36 Enige tijd geleden stond Teudas op, en gaf zich voor heel iets bijzonders uit; en ongeveer vierhonderd mannen sloten zich bij hem aan. Hij werd gedood, en al zijn aanhangers werden verstrooid en verdwenen.
因為在不久以前,特烏達起來,說自己是個大人物,附和他的人數約有四百;他被殺了,跟從他的人也都散了,歸於烏有。
37 Na hem, in de dagen der volkstelling stond Judas de Galileër op, en sleepte een grote menigte mee; ook hij vond de dood, en al zijn aanhangers werden verstrooid.
此後,加里肋亞人猶達,當戶口登記的日子,起來引誘百姓隨從他;他喪亡了,跟從他的人也都四散了。
38 En daarom zeg ik u thans: Bemoeit u niet met deze lieden, en laat hen begaan.
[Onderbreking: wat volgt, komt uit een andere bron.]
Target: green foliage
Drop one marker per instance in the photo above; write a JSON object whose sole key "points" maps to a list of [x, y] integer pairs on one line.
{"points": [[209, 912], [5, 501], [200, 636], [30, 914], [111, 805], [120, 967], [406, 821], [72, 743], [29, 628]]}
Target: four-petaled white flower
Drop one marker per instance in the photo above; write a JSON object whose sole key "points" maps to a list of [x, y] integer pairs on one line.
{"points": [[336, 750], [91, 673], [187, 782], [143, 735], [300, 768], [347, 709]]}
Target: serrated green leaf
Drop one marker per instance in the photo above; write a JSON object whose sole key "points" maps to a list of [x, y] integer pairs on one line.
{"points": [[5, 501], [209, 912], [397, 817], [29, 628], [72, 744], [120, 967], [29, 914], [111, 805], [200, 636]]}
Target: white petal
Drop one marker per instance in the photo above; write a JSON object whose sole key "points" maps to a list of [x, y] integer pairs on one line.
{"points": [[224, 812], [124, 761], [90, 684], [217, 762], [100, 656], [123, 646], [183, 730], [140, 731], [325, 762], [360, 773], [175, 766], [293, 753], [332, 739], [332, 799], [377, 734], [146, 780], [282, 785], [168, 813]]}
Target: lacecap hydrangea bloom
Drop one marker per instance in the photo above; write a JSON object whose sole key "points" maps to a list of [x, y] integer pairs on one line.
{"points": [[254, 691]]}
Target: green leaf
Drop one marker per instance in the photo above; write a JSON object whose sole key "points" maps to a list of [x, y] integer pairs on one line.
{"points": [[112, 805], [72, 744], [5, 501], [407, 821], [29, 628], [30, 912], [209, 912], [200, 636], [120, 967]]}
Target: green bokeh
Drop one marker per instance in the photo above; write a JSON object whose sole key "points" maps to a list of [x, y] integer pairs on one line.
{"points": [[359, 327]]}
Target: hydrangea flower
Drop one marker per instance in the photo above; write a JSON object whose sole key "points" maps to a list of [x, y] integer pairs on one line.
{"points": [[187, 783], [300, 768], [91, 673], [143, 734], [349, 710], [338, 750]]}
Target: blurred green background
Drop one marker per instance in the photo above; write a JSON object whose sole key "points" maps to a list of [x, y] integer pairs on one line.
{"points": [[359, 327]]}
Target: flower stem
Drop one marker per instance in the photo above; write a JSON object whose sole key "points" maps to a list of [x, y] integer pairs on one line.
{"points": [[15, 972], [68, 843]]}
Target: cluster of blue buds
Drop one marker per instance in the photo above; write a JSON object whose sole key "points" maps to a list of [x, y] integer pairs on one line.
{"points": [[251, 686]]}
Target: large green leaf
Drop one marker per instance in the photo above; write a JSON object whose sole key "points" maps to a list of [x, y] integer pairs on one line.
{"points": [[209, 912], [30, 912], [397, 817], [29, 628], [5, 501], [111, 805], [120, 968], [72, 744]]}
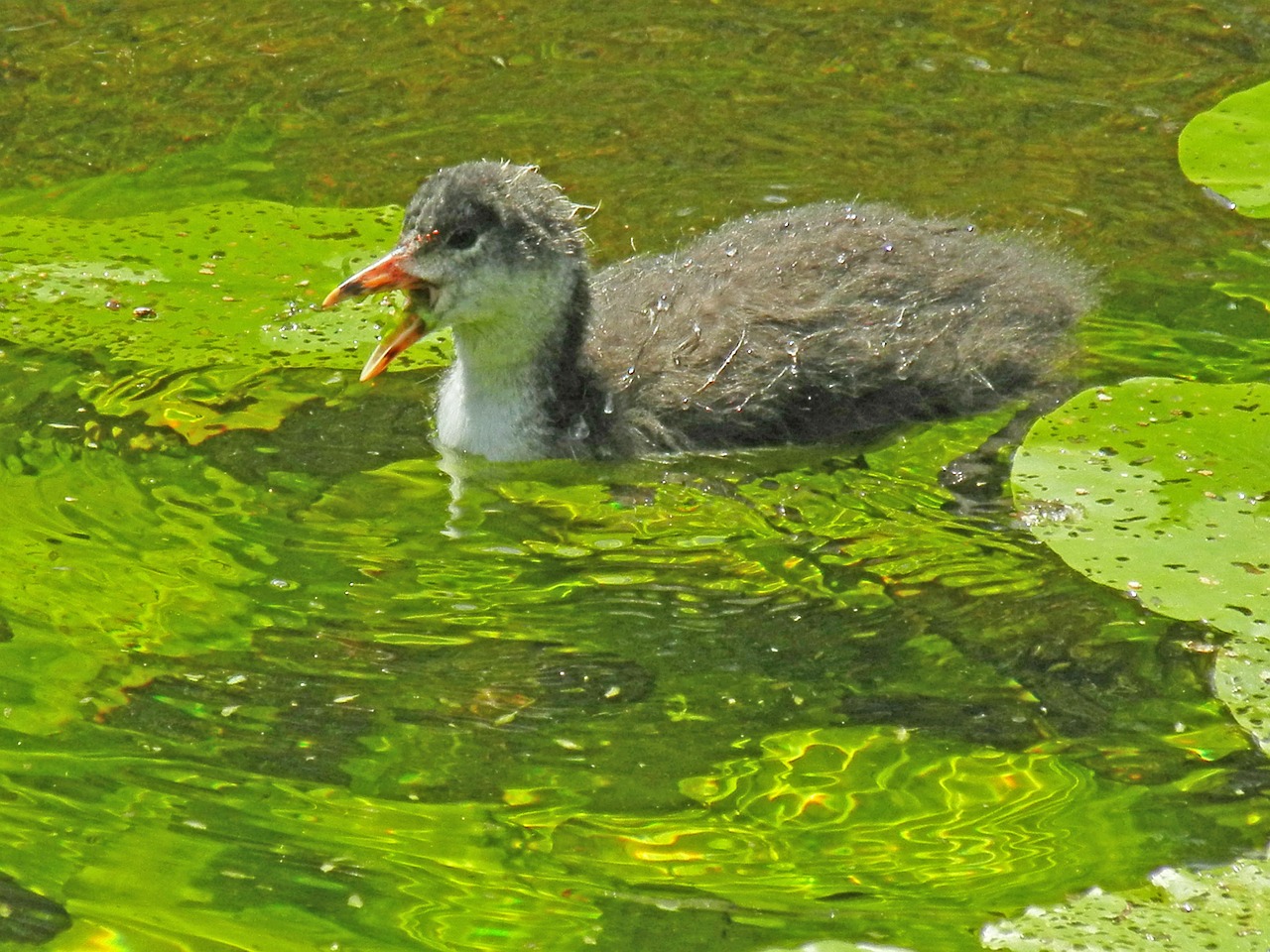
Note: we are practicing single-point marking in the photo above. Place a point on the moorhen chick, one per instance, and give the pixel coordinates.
(802, 324)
Want als dit plan of dit werk van mensen stamt, zal het mislukken.
對現今的事,我奉勸你們:不要管這些人,由他們去罷!因為,若是這計劃或工作是由人來的,必要消散;
39 Maar komt het van God, dan kunt gij het niet tegenhouden, of gij komt in verzet tegen God.
但若是從天主來的,你們不但不能消滅他們,恐怕你們反而成了與天主作對的人。」他們都贊成他的意見。
40 Men stemde hem toe. Ze riepen de apostelen binnen, lieten hen geselen, en verboden hun, in de naam van Jesus te spreken; toen liet men ze gaan.
他們遂把宗徒們叫來,鞭打了以後,命他們不可再因耶穌的名字講道,遂釋放了他們。
41 Ze gingen heen uit de Hoge Raad, verheugd, dat ze waardig waren bevonden, versmading te lijden voor de Naam.
他們喜喜歡歡地由公議會前出來,因為他們配為這名字受侮辱。
42 En ze hielden niet op, iedere dag opnieuw in de tempel en in de huizen te leren, en de blijde boodschap te preken, dat Jesus de Christus is.
他們每天不斷在聖殿內,或挨戶施教,宣講基督耶穌的福音。